A surprisingly strong report card on the US economy has helped power the benchmark S&P 500 and Nasdaq Composite indexes to record high closes, capping a week of gains for stocks that came largely on the back of resilient corporate profits.
While Intel Corp was the biggest drag on the day after it gave a bleak outlook, Amazon.com’s results provided the biggest boost and Walt Disney also offered support as it basked in strong box office numbers.
After staying close to flat for much of the day on Friday the S&P, Nasdaq and the Dow gained ground in the last hour of trading to register their second record closes for the week. The S&P’s peak for the day was a point below its intraday record.
Rick Meckler, partner at Cherry Lane Investments, a family investment office in New Vernon, New Jersey, said the GDP number was a positive for the market, and investors were satisfied with earnings despite some negative surprises.
“There’s a lot of momentum buying. And with the thought that new highs are likely, there is continued optimism.” said Meckler, adding that the ongoing equity rally has “dragged more believers into it, and it’s sort of self-fulfilling.”
The Dow Jones Industrial Average rose 81.25 points, or 0.31%, to 26,543.33, the S&P 500 gained 13.71 points, or 0.47%, to 2,939.88 and the Nasdaq Composite added 27.72 points, or 0.34%, to 8,146.40.
For the week, the S&P rose 1.2%, while the Dow lost 0.06%, and the Nasdaq gained 1.86%.
After a late 2018 sell-off, stocks have rallied this year in large part due to a more dovish stance from the Federal Reserve as well as hopes of a US-China trade resolution.
Before the market open, US Commerce Department data showed gross domestic product rising faster than expected due to high inventories while consumer and business spending slowed sharply, and homebuilding investment contracted for a fifth straight quarter.

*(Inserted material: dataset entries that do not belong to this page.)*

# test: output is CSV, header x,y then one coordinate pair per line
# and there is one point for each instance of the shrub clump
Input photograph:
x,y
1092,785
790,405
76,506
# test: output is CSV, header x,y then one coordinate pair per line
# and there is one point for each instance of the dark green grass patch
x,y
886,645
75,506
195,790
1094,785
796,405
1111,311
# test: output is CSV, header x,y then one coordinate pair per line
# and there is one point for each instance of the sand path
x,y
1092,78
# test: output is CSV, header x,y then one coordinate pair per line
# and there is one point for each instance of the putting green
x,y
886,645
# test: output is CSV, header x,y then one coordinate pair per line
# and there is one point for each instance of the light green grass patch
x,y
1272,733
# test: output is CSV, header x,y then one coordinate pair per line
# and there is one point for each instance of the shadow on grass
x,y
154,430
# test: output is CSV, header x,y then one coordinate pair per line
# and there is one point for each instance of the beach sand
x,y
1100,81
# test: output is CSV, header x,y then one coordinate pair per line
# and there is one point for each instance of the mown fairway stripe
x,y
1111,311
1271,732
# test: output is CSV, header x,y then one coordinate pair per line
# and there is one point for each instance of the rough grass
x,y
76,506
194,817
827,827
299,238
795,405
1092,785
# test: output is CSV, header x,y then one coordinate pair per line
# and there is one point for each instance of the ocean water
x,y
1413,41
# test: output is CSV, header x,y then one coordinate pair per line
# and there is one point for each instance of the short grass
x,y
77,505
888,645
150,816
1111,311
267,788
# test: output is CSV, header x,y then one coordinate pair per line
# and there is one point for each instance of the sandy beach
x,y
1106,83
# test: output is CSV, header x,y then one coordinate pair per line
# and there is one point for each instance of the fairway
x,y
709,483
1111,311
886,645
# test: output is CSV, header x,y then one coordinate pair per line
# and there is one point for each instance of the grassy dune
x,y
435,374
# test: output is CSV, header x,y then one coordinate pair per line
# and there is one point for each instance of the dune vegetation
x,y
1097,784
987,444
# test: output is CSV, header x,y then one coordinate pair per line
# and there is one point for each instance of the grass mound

“The economy’s not going off a cliff. Some of the numbers were a little soft but everything that could have gone wrong this week didn’t,” said Brian Battle, director of trading at Performance Trust Capital Partners in Chicago.
“Earnings season has been mixed but it’s been a net positive,” said Battle. “The theatre now pivots from earnings season to the Fed meeting next week.”
The US Federal Reserve meeting is due to start on Tuesday.
The S&P’s biggest boost on Friday was from the consumer discretionary sector, which rose 0.9%.
Its biggest support was from Amazon.com Inc, which rose 2.5% after the e-commerce giant’s quarterly profit doubled and beat Wall Street estimates though its second quarter guidance was lower than expectations.
Also Ford Motor Co surged 10.7% and was the biggest percentage gainer on the S&P after the automaker posted better-than-expected quarterly earnings largely due to strong pickup truck sales in its core US market.
The S&P’s technology index was the biggest drag on the benchmark, with a 0.4% decline.
Intel slumped 8.99% after it cut its full-year revenue forecast and missed the sales estimate for its key data centre business in its quarterly report late Thursday.
Out of the S&P 500’s 11 major sectors, energy was the biggest percentage loser with a 1.2% drop as oil prices sank more than 3 per cent after US President Donald Trump again pressured the Organisation of the Petroleum Exporting Countries to raise crude production to ease gasoline prices.
Also, shares in oil giant Exxon Mobil Corp fell 2% after its quarterly profit missed estimates.
Walt Disney Co rose 1.95% after Marvel Studios superhero spectacle “Avengers: Endgame” hauled in a record $US60 million ($A85 million) at US and Canadian box offices during its Thursday night debut.
Advancing issues outnumbered declining ones on the NYSE by a 2.16-to-1 ratio; on Nasdaq, a 2.11-to-1 ratio favoured advancers.
The S&P 500 posted 39 new 52-week highs and 2 new lows; the Nasdaq Composite recorded 72 new highs and 39 new lows.
Volume on US exchanges was 6.45 billion shares, compared to the 6.64 billion average for the last 20 trading days.